I remember it well. A glorious summer’s day, I was still in my 20s and somebody casually threw me the keys to the Aston Martin DB9 Volante parked outside. ‘Try it,’ they said.
Then I headed out onto a road I knew well, roof down, firing through the gears with the big paddles that operate the smooth Touchtronic ‘box. I hit a bump. Maybe two. The structure buzzed like a tuning fork, the suspension clattered loudly, the body floated and crashed uncomfortably and the glamour disappeared with a resounding thud. The next few miles were perplexing and disappointing. The DB9 Volante was a bit of a mess.
So it's with a sense of trepidation that I try the latest Aston Martin DB9 Volante. Has Aston Martin improved the car enough to impress since that fateful first drive in 2004? Read our Aston Martin DB9 Volante review to find out.
Haven't they done a fair amount of development to the DB9 over the years?
Since its 2003 launch, the DB9 Coupe has matured into something very, very desirable. As sorted now as it was a work-in-progress in the early days.

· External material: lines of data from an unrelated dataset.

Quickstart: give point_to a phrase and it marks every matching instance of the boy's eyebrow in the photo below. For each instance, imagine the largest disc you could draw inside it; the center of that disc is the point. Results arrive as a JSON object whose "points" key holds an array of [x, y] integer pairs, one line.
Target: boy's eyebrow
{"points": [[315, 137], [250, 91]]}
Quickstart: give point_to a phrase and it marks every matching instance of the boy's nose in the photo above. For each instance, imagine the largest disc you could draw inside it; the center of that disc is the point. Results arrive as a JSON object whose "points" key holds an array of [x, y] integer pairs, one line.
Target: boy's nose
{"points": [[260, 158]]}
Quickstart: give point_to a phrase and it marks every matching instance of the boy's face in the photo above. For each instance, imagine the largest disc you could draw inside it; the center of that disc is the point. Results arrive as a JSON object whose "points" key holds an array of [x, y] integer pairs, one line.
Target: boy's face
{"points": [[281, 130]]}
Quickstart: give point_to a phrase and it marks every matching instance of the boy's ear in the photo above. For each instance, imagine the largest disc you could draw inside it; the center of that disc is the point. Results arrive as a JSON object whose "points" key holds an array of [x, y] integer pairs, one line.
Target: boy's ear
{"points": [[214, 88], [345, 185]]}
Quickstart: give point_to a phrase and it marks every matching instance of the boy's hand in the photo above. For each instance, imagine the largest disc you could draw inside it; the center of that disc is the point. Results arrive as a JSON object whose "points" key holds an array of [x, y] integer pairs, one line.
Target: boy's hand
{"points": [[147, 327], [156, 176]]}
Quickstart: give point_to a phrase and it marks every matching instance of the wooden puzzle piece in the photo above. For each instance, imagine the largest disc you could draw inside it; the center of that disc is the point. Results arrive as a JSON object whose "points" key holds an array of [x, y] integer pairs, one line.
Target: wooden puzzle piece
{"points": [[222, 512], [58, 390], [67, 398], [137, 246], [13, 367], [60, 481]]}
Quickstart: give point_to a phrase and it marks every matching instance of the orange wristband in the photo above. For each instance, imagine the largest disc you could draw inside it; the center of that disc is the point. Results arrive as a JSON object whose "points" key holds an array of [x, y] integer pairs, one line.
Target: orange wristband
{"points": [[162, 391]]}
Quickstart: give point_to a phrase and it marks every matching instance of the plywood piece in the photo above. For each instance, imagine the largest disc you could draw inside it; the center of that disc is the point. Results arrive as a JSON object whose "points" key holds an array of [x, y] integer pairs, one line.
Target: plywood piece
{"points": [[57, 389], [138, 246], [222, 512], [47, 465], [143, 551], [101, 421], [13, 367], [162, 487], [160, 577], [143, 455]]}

It’s smooth and refined but can play the stonking supercar with surprising enthusiasm and with a manual ‘box it’s an absolute riot. But what of the Volante?
It still looks the part. Althought that basic DB9 shape is now eight years old, it still manages to look elegant and desirable. It may well have been elbowed out of the spotlight by the new Virage and the DBS, but the DB9 has a certain understated charm in comparison. The latest edition received a minor visual refresh in 2010, along with adaptive dampers as the key mechanical upgrade. Otherwise, it's the same basic ingredients - 6.0-litre V12 engine, six-speed ZF automatic with paddle shift, rear wheel drive and an electrically-retracting soft-top.
Driving the Aston Martin DB9 Volante
Although the V12 getting long in the tooth (it was first seen in the DB7 Vantage of 1999) it still sounds the part. And the DB9 still feels very much like the smooth GT you expect. The ride on the adaptive dampers is ‘sporting’, a sensation built upon by very quick steering, that responsive auto ‘box and the V12’s effortless gait. On smooth roads it rolls along with a lovely easy momentum. There’s still the odd rumble through the steering column, still the odd shake from the structure, but it’s a gentle trait rather than an obvious fault.
Up the pace a bit and the Volante copes well. You can hustle it pretty quickly for a big, heavy GT and although it’s not iron-fisted like the Coupe there’s plenty of fun to be had. The V12 sounds gloriously exotic and expensive, too. It’s almost unrecognisable from that early car I drove.
The DB9 Volante plays the role of relaxed GT cruiser extremely well. Its biggest problem is the new Virage: essentially a DB9 with more power, another layer of visual polish and the next round of refinements. You get the feeling the DB9 range will be leaving the building sooner, rather than later.